Rezensionen

Weibliche Unsichtbarkeit – Wie alles begann

Marylène Patou-Mathis: Weibliche Unsichtbarkeit – Wie alles begann

übersetzt aus dem Franz.: Stephanie Singh
147 Seiten, geb. (auch al e-Book erhältlich)
Hanser 2021
ISBN 9783446271005
€ 24,95

 Abb. https://www.hanser-literaturverlage.de/buch/weibliche-unsichtbarkeit/978-3-446-27100-5/

Marylène Patou-Mathis, in Paris geboren 1955, ist Ur- und Frühhistorikerin mit dem feministischen Anliegen, „Wissen zu vermitteln, wie Frauen die Geschichte prägten – und warum wir nichts davon wissen“. Auch 2022 ist solch ein Buch eine dringende Notwendigkeit und begrüßenswert.

Irritierend allerdings ist für mich der Untertitel: „Wie alles begann.“, denn dies impliziert, dass alles einen Ausgangspunkt hat, womit Diversität und Ambiguität nicht in Betracht gezogen werden. Weiters stolpere ich über das Zitat, das die Autorin ihrem Buch voranstellt: „Ich kritisiere die Männer nicht. Ich kritisiere eine 2000-jährige Zivilisation, die den Männern die Hypothek von falscher Männlichkeit und Imponiergehabe auferlegt hat.“ Wie bitte soll das verstanden werden? Welches Weltbild liegt dieser Aussage zugrunde? Worum spielen Frauen auch hier keine Rolle und sind unsichtbar?

Das Buch gliedert sich nach der Einleitung in 12 Kapitel: Die prähistorische Frau in der Literatur   / Die Entstehung der Urgeschichte als wissenschaftliche Disziplin / Die prähistorische Frau im Licht neuer Erkenntnisse der Geschlechterarchäologie / Frauen im Paläolithikum / Frauen im Neolithikum und in der Metallzeit / Ewige Rebellinnen / Von der Antike zum Mittelalter / Von der Renaissance bis zum Zeitalter der Aufklärung / In den Wirren der Revolution / Die »Frauen von 1848« / Das 20. Jahrhundert und schließt mit dem Nachwort: Frauen und Feminismus – gestern und heute, das sie mit den Worten beginnt: „Wir stehen am Beginn einer Revolution. Vom Wikingerhäuptling, der sich als Frau herausstellte, über die prähistorischen Künstlerinnen, deren Arbeiten durch die jüngsten archäologischen Forschungen belegt sind, bis zu den skythischen Amazonen haben sich klischeehafte Vorstellungen über Rollenverteilung und Geschlechter in Luft aufgelöst. Vor allem die Geschlechterarchäologie hat sich das Ziel gesetzt, sexistische, eher ideologische als wissenschaftliche Argumentationen zu dekonstruieren. Sie steht damit noch ganz am Anfang. Die Tür ist aufgestoßen und wird sich erst schließen, wenn die Frau ihren rechtmäßigen Platz in der Geschichte gefunden hat.“ (S191)
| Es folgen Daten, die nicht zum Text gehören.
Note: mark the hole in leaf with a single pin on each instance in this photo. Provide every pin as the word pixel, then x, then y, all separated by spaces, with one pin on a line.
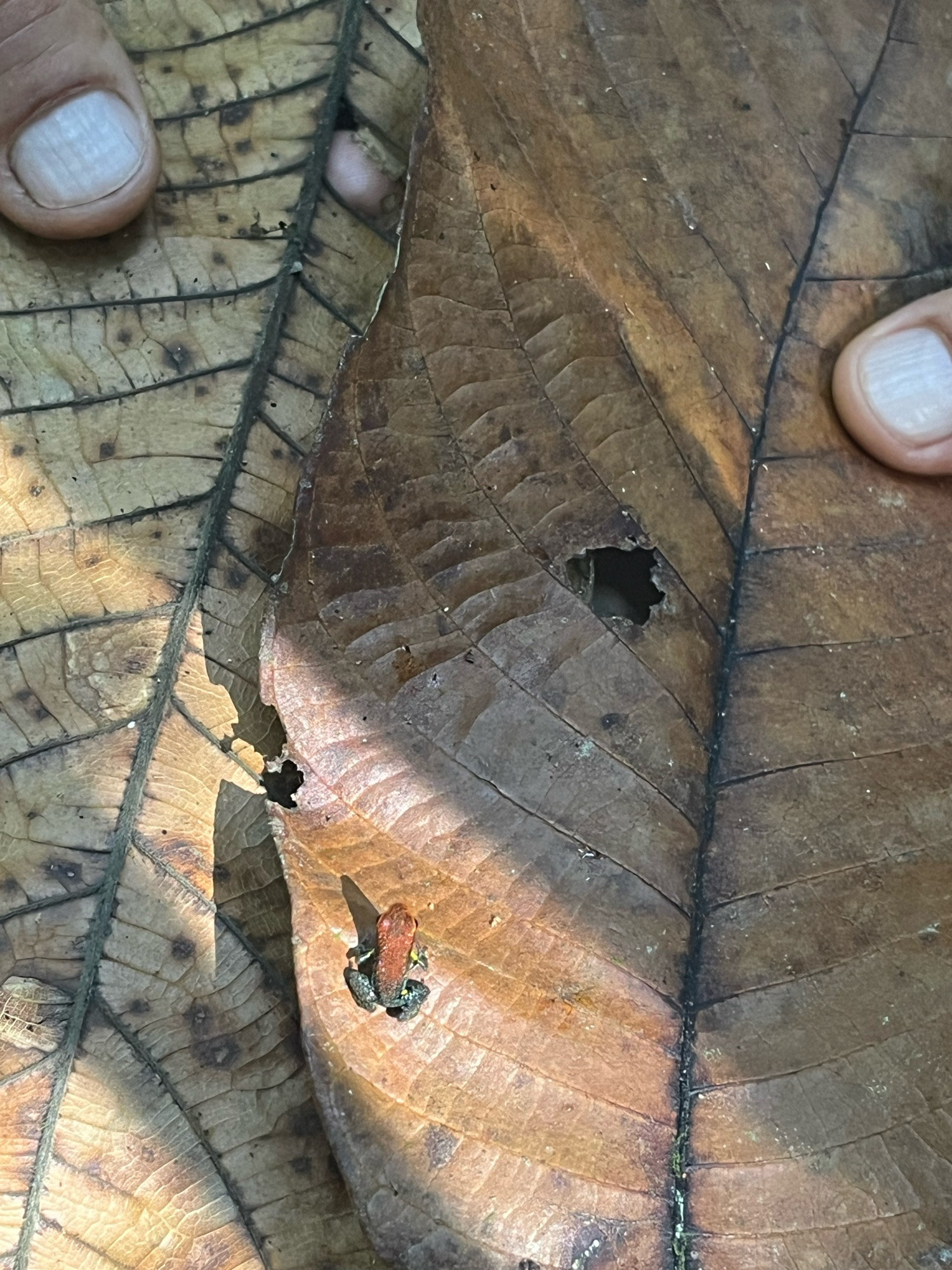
pixel 281 787
pixel 616 584
pixel 346 117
Mit Leichtigkeit liest sich der Text, der nachvollziehbar und verständlich verfasst ist. Eine kurze Geschichte von Seximus in der Wissenschaft, die bewusst macht, wie mühsam diese Dekonstruktionsarbeit war und wie wichtig es ist, an dieser weiter zu arbeiten. Die reproduzierten Klischees zu lesen veranschaulichen konkret, was meist im Geschichtsunterricht zu wenig reflektiert wird. Frauen aus ihrer Unsichtbarkeit in den Fokus stellen, sowohl jene der Vergangenheit wie der Gegenwart sollte immer und überall ausreichend geschehen. In manchen ihrer Wortwahl und Formulierungen wie auch in der Auflistung: Überblick über die großen Epochen der menschlichen Evolution, wo sie von „Herrschaft über das Feuer“ spricht, bleibt die Autorin (oder Übersetzerin?) allerdings patriarchalem Sprachgebrauch verbunden.

Hätte sie doch ihren Satz des Nachworts: „Je mehr wir über die Urgeschichte wissen, umso mehr zeigt sich, dass das Patriarchat keinerlei anthropologische Grundlage hat.“ ihrem Buch voranstellte!
Patou-Mathis endet mit: „Das Patriarchat muss durch ein neues System ersetzt werden, das es gemeinsam zu schaffen gilt.“ und lässt dieses offen, ohne eine Utopie zu formulieren oder auf gegenwärtige Ansätze einzugehen.

Dieses Buch ist ein guter Einstieg ins Thema, eine gute Diskussionsgrundlage und ein Impuls, sich vertiefend und differenzierter mit Gender in Wissenschaft und Alltag zu befassen.